Bei der Berechnung dieser sogenannten Einkünfte aus Vermietung und Verpachtung werden die Einnahmen aus den Mietzahlungen den Ausgaben in Form der Darlehensraten und Abschreibungen gegenüber gestellt. Sind die Einnahmen dann niedriger als die Ausgaben, entsteht der Verlust, der die Steuerlast senkt.

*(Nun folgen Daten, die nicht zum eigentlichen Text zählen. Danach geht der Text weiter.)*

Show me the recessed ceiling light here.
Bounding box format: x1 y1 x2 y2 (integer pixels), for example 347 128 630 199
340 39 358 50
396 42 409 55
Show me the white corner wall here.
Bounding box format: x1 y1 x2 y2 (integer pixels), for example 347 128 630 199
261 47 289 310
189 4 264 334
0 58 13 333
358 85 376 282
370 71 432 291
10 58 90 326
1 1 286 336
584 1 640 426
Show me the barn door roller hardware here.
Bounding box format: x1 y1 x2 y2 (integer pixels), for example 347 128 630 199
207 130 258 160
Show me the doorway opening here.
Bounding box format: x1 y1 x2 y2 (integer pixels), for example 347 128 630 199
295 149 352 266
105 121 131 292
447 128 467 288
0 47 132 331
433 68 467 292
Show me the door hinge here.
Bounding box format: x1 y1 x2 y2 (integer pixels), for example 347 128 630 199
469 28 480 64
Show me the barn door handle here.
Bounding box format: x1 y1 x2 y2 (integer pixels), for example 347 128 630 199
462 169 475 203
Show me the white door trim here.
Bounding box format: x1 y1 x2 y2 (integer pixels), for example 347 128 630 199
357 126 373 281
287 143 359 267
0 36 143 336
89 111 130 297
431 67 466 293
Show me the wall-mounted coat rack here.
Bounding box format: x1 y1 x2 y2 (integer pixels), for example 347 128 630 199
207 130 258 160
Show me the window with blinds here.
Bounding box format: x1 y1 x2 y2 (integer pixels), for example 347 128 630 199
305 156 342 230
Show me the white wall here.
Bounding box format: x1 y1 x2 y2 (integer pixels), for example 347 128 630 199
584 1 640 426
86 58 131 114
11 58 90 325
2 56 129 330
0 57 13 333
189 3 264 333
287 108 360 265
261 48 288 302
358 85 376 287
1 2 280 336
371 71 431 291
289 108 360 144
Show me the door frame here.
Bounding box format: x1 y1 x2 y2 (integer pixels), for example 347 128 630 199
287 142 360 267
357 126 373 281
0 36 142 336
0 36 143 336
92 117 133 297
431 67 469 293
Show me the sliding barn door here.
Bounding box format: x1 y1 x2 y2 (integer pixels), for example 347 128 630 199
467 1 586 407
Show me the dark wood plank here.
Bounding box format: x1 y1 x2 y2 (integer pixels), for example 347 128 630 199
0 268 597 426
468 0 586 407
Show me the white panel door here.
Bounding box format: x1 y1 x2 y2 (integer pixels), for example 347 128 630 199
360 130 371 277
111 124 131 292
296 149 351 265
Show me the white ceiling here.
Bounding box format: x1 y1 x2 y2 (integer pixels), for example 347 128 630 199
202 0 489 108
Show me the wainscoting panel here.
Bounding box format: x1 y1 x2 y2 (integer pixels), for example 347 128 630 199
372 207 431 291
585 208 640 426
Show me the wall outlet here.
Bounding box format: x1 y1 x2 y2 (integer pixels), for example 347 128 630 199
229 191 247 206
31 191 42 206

Grundsätzlich gibt es diese Steuervorteile bei denkmalgeschützten Immobilien, aber auch bei Bestandsimmobilien. Bei denkmalgeschützten Immobilien darf allerdings eine höhere jährliche Abschreibung für die Wertminderung der Immobilie angesetzt werden als bei Bestandsimmobilien. Diese höhere Abschreibung verursacht wiederum höhere Ausgaben und damit einen größeren Verlust. In der Folge senkt der höhere Verlust die Steuerlast. Aus diesem Grund sind die Steuervorteile denkmalgeschützter Immobilien höher als die Steuervorteile von Bestandsimmobilien.